Wendell Sailor: Why NSW is up against it
THE NSW Blues may be the reigning champions heading into game one tonight, but there’s one key factor counting against them.
THE night before I didn’t sleep that much.
I was trying not to play the game in my head — my first Origin for Queensland — but I was thinking about all these different scenarios.
“I’ve got to make this tackle.
“I’ve got to score this try.
“If I’m running at Laurie Daley, how am I going to beat him?”
You just don’t know if you’ve got the arsenal to do it.
You might think you have all the right tools and attributes to be an Origin player but until you’re out there in the heat of battle you just don’t know what players are going to come up with.
It’s easy to say things like “Josh Jackson or David Klemmer will be a great Origin player for NSW”. But you never know how they’re going to go until they get out there because Origin is such a different beast.
The Blues are going to be up against it because it only takes a couple of those young and inexperienced players to get a bit of stage fright and it becomes a problem.
State of Origin goes that quick.

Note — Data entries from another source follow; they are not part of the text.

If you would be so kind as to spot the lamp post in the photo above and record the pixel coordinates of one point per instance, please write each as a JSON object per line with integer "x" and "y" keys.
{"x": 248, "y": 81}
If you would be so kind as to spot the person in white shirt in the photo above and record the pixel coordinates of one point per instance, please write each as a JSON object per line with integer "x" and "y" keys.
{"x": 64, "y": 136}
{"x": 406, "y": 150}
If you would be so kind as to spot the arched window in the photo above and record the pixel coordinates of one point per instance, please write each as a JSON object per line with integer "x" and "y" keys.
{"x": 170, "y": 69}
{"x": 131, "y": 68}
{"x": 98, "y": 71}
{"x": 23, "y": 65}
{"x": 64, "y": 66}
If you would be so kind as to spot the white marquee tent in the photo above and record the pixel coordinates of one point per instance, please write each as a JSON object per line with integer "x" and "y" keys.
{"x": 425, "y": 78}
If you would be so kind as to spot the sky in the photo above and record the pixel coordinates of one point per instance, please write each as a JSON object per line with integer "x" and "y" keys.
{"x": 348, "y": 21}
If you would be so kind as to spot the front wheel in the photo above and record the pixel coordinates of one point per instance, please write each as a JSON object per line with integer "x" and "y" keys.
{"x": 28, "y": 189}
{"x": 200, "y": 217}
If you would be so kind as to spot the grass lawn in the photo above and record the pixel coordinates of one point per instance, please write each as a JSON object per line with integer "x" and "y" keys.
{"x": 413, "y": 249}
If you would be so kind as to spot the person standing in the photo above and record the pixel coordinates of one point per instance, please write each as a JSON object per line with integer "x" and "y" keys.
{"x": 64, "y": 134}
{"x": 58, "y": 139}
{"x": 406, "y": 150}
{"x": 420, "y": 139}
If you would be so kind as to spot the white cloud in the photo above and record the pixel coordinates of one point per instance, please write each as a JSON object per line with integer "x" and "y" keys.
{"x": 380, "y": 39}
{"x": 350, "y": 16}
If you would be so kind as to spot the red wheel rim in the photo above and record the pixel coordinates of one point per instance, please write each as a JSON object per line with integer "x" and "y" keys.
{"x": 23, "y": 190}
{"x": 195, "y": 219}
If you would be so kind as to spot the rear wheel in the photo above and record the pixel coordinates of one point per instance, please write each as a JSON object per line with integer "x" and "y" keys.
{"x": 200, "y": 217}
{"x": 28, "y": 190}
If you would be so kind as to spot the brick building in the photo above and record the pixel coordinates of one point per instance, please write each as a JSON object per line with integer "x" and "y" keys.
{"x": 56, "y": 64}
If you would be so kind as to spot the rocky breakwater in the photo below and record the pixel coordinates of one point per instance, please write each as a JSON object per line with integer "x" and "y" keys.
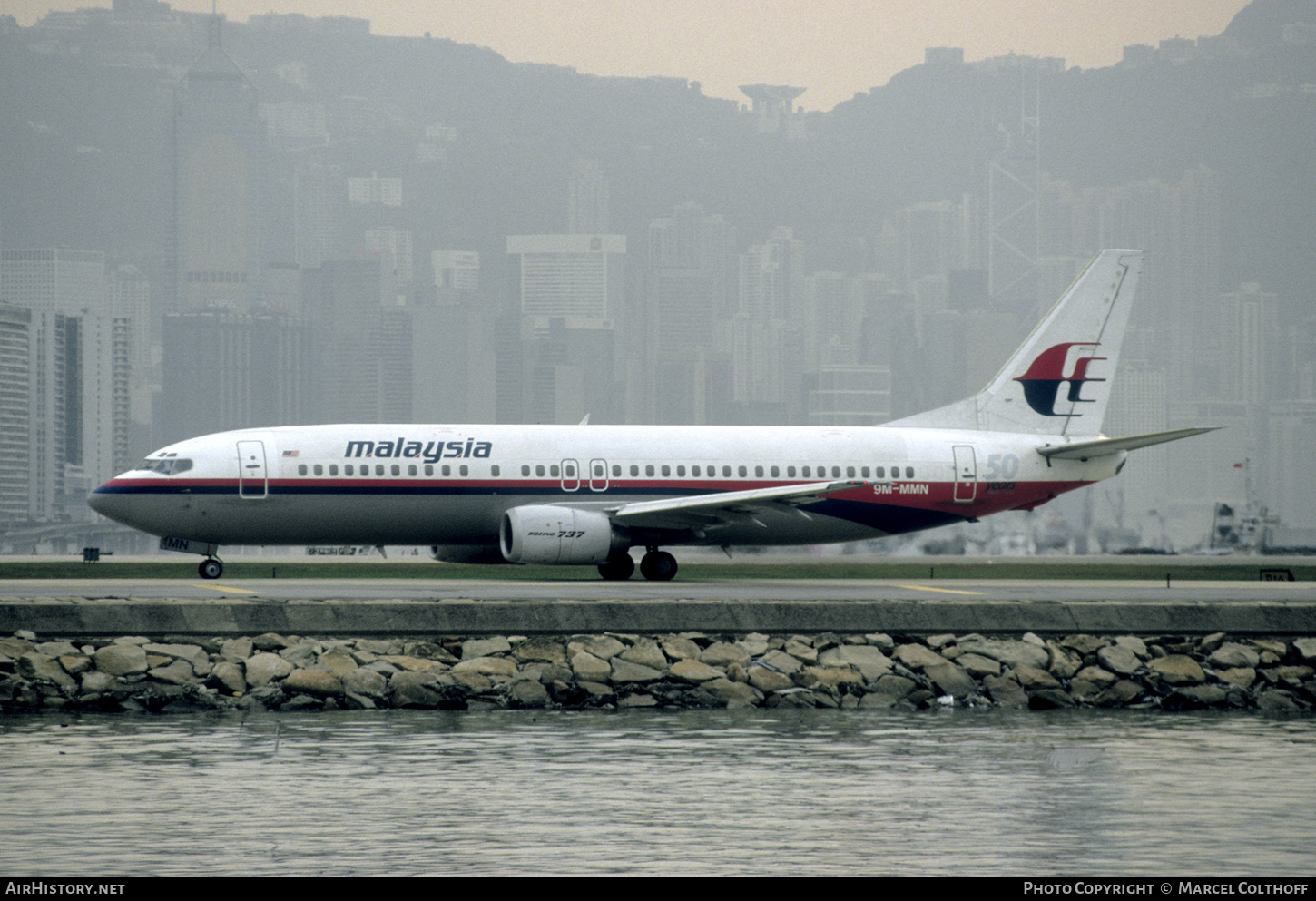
{"x": 689, "y": 670}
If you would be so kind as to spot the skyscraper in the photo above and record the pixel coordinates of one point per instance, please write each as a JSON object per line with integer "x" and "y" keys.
{"x": 219, "y": 161}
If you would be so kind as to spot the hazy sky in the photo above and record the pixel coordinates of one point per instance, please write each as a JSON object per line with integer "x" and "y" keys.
{"x": 833, "y": 47}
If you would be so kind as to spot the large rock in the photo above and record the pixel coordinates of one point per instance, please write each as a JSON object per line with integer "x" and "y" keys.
{"x": 869, "y": 661}
{"x": 178, "y": 672}
{"x": 720, "y": 654}
{"x": 547, "y": 650}
{"x": 423, "y": 690}
{"x": 1119, "y": 659}
{"x": 236, "y": 650}
{"x": 362, "y": 683}
{"x": 733, "y": 693}
{"x": 474, "y": 647}
{"x": 1232, "y": 655}
{"x": 1178, "y": 670}
{"x": 587, "y": 667}
{"x": 38, "y": 667}
{"x": 679, "y": 649}
{"x": 120, "y": 659}
{"x": 526, "y": 693}
{"x": 600, "y": 646}
{"x": 916, "y": 657}
{"x": 486, "y": 666}
{"x": 312, "y": 681}
{"x": 646, "y": 652}
{"x": 625, "y": 671}
{"x": 978, "y": 666}
{"x": 765, "y": 681}
{"x": 695, "y": 671}
{"x": 1008, "y": 652}
{"x": 227, "y": 676}
{"x": 265, "y": 667}
{"x": 950, "y": 679}
{"x": 1006, "y": 692}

You get out there, you’re out in the middle, and all of a sudden it’s the 80th minute and it’s all over.
You just think, “Where did that go?”
The young NSW forwards are going to have to lay a strong platform. The average age is much younger than Queensland’s.
There’ll also be a big focus on the newlook spine. Mitchell Pearce is a polarising player. People are always talking about whether or not he deserves his spot and whether NSW are a better team without him. Having him, Trent Hodkinson, Robbie Farah and then Josh Dugan at the back — with no Jarryd Hayne — that spine is going to be the big piece of the jigsaw puzzle because the spine controls the game.
Queensland has new faces as well but one thing I’ve noticed from being involved with the Maroons over the years is that team is like a club side.
We saw Dylan Napa last week, the new boy on the block, they were geeing him up during the team announcement. It was a great example of how comfortable they are with each other.
The other thing is Queensland is hungrier now than ever. The players want to show people they’re not over the hill, that they’re not a dad’s army.